Timing of maternal‐infant HIV transmission: associations between intrapartum factors and early polymerase chain reaction results
Kuhn, Louise1,10; Abrams, Elaine J.2; Matheson, Pamela B.3; Thomas, Pauline A.4; Lambert, Genevieve5; Bamji, Mahrukh6; Greenberg, Barbara7; Steketee, Richard W.8; Thea, Donald M.3; New York City Perinatal HIV Transmission Collaborative Study Group
1Gertrude H. Sergievsky Center, Columbia University
2Harlem Hospital Center, New York
3Medical and Health Research Association of New York City, New York
4New York City Department of Health, New York
5Bronx-Lebanon Hospital, New York
6Metropolitan Hospital, New York
7Montefiore Hospital, New York
8Centers for Disease Control and Prevention, Atlanta, Georgia, USA.
10Requests for reprints to: Dr Louise Kuhn, Sergievsky Center, Columbia University, 630 W 168th Street, Unit 16, New York NY 10032, USA.
Sponsorship: Supported by Cooperative Agreement No. U64 CCU 200937 between the Centers for Disease Control and Prevention and Medical and Health Research Association of New York City, Inc.
Date of receipt: 25 July 1996; revised: 29 November 1996; accepted: 2 December 1996.
Objective: To investigate the hypothesis that labour and delivery events, perinatal characteristics, and maternal factors are only associated with intrapartum HIV transmission, and not with intrauterine HIV transmission.
Methods: In the New York City Perinatal HIV Transmission Collaborative Study 276 infants of HIV-infected women were followed prospectively and had results of early polymerase chain reaction (PCR) tests available. Among infected children, intrauterine infection was presumed if HIV DNA was detected by PCR in samples collected from children aged ≤ 3 days, and intrapartum infection was presumed if HIV DNA was not detected in these early samples. The proportion of infants with presumed intrauterine and intrapartum infections were compared by selected intrapartum, perinatal and maternal characteristics.
Results: Presumed intrapartum infection was found in 7% of infants delivered by Cesarean section and, among infants delivered vaginally, those with longer duration of membrane rupture (> 4 h) were significantly more likely to have presumed intrapartum HIV infection (22%) than those with shorter duration (9%; P = 0.02). There were no differences in presumed intrauterine HIV infection by mode of delivery or longer duration of membrane rupture. Infants born preterm and small for gestational age had significantly higher risks of presumed intrapartum infection, but only those who were small for gestational age had higher risks of intrauterine infection.
Conclusion: Our results support the notion that selected intrapartum conditions, long duration of membrane rupture prior to delivery in particular, are independent risk factors for maternal–infant transmission, and suggest that preterm infants may be especially vulnerable to intrapartum HIV exposure.
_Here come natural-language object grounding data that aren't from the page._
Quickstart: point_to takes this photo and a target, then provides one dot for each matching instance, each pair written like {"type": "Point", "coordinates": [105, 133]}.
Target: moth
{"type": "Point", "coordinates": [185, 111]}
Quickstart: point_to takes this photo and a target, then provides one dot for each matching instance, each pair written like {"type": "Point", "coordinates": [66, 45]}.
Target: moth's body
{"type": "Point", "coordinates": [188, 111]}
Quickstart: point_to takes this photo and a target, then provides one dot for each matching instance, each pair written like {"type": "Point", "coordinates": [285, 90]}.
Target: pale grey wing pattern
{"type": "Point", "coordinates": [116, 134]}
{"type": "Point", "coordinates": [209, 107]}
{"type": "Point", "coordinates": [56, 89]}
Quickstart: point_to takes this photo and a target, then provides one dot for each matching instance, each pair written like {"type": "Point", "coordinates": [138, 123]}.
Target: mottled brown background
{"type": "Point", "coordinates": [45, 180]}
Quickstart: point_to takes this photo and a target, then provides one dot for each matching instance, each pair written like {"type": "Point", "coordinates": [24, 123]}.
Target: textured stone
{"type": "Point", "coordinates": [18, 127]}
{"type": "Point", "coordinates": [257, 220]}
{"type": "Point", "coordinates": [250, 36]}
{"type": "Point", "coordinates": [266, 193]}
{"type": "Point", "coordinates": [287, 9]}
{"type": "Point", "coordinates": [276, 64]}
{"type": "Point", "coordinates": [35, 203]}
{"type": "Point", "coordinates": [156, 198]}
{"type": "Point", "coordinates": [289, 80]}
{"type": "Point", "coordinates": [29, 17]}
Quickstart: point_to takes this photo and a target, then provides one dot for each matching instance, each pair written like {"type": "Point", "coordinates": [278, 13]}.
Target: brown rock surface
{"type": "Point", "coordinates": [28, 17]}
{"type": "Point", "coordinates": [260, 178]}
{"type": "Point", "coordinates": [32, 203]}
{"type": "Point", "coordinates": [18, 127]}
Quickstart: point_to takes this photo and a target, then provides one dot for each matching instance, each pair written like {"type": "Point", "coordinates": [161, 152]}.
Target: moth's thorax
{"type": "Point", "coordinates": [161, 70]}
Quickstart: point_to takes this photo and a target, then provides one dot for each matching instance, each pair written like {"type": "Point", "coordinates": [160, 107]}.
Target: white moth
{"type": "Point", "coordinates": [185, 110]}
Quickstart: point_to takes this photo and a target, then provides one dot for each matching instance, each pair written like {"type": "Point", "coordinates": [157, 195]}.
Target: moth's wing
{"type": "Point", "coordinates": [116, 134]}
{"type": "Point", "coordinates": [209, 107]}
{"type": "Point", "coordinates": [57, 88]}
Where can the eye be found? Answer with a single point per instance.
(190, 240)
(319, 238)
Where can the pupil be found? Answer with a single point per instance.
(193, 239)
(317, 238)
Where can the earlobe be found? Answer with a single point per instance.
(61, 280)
Maternal–infant HIV transmission may take place in utero, during labor and delivery, or postnatally through breastfeeding. Clarifying the risk of infection through each of these routes is important in order to develop interventions to prevent transmission and to monitor their effectiveness.
In 1992, Bryson et al.  proposed that in the absence of breastfeeding, intrauterine infection should be presumed if an infected child had HIV detected by polymerase chain reaction (PCR) or culture within 48 h of birth, and that intrapartum infection be presumed if an infected child had diagnostic studies (PCR, culture, p24 antigen assays) that were negative during the first week of life, but which became positive within the next 3 months. Several studies have found that when tested close to birth, less than one-half of the infants later known to be HIV-infected had HIV detected by virological tests [2–7]. It is generally inferred from these results that less than one-half of maternal–infant HIV transmission in non-breastfed infants occurs in the intrauterine period, and that the rest occurs at the time of labour and delivery.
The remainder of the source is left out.